SAS files are important because SAS is a software suit that performs following steps.
- Advance analytics
- Multivariate analysis
- Business intelligence
- Data Management
- Predictive analytics
- Standard for computational analysis

The most common file extention for SAS files are **.sas7bdat** or **.sas7bcat** which are dataset files and categorical files respectively. The former files can be imported as follows.

In [26]:
from sas7bdat import SAS7BDAT

with SAS7BDAT('sales.sas7bdat') as file:
    df_sas = file.to_data_frame()

Stata files have extention **.dta** and we can import them using pandas as follows.

In [27]:
data = pd.read_stata('disarea.dta')

### HDF5 files

HDF5 stands for *"Hierarchical Data Format version 5"*. This is a standard mechanism for storing large quantities of numerical data. Now how large are we talking ? It is relatively common to deal with datasets which can be hundreds of gigabytes or terabytes. HDF5 itself can scale to exabytes.

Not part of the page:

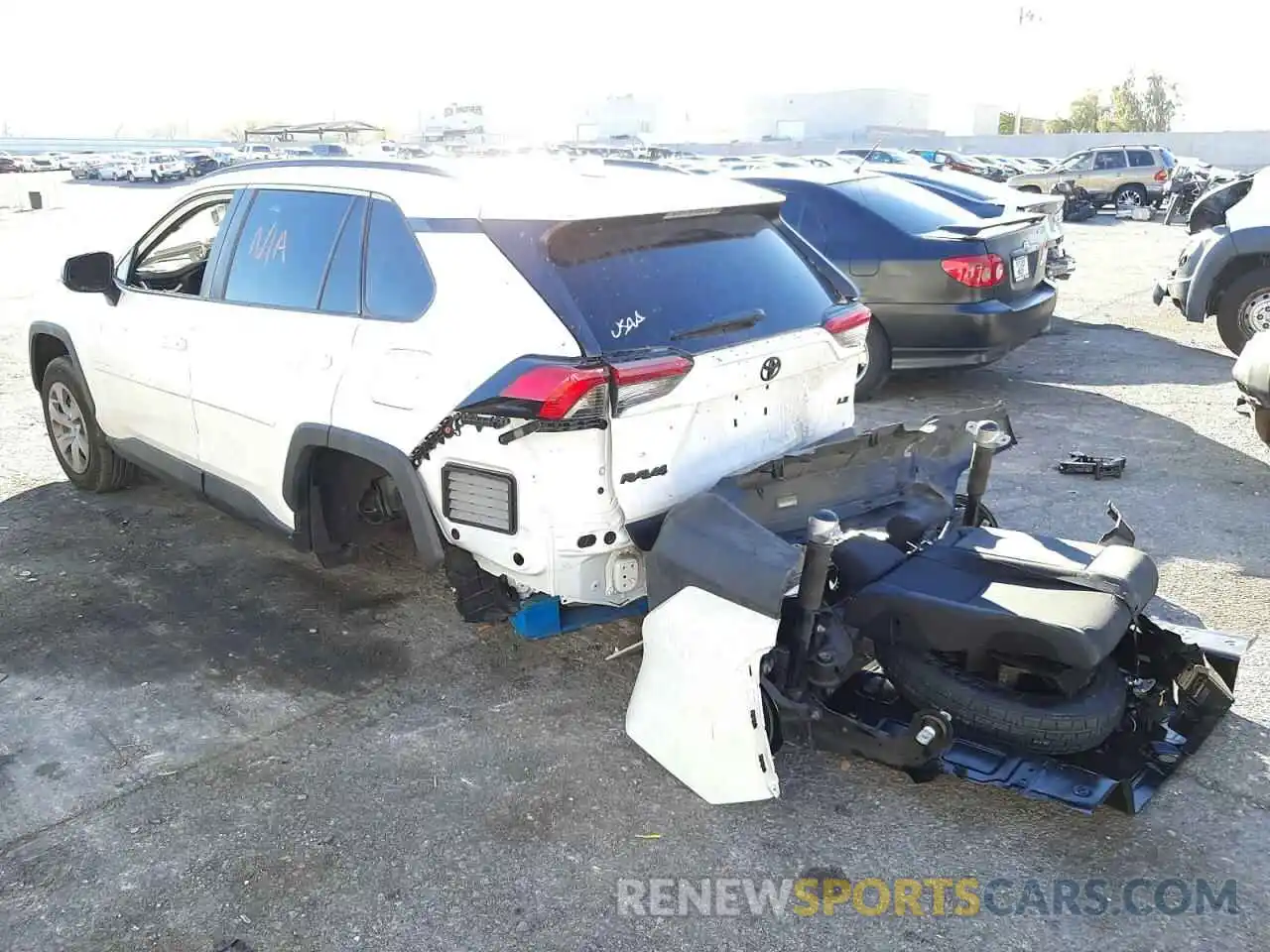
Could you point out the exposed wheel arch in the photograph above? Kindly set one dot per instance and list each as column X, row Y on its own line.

We need to import package h5py to extract data from such files.

In [28]:
import h5py

In [29]:
data = h5py.File('L-L1_LOSC_4_V1-1126259446-32.hdf5','r')  # 'r' is to read

In [30]:
#check the type of variable 'data'
print(type(data))

<class 'h5py._hl.files.File'>


**The structure of HDF5 files**

In [31]:
for key in data.keys():
    print(key)

meta
quality
strain


As you can see above, there are 3 keys. Each of these is a HDF group. You can think of these groups as directories.

- meta : Meta-data for the file
- quality : Refers to data quality
- strain : This is the data of interest.

### MATLAB files

MATLAB which is a short for Matrix Laboratory is a numerical computing environment that is an industry standard in the space of Engineering and Science. Lot of people use MATLAB and save data as **.mat** files.

The standard library *scipy* will allow us to read or write .mat files.

In [32]:
import scipy.io

mat = scipy.io.loadmat('ja_data2.mat')

In [33]:
print(type(mat))

<class 'dict'>


As you can see, the data imported from matlab files is stored as dictionary in Python workspace. The mapping is as follows.
- keys : MATLAB variable names
- values : object assigned to variables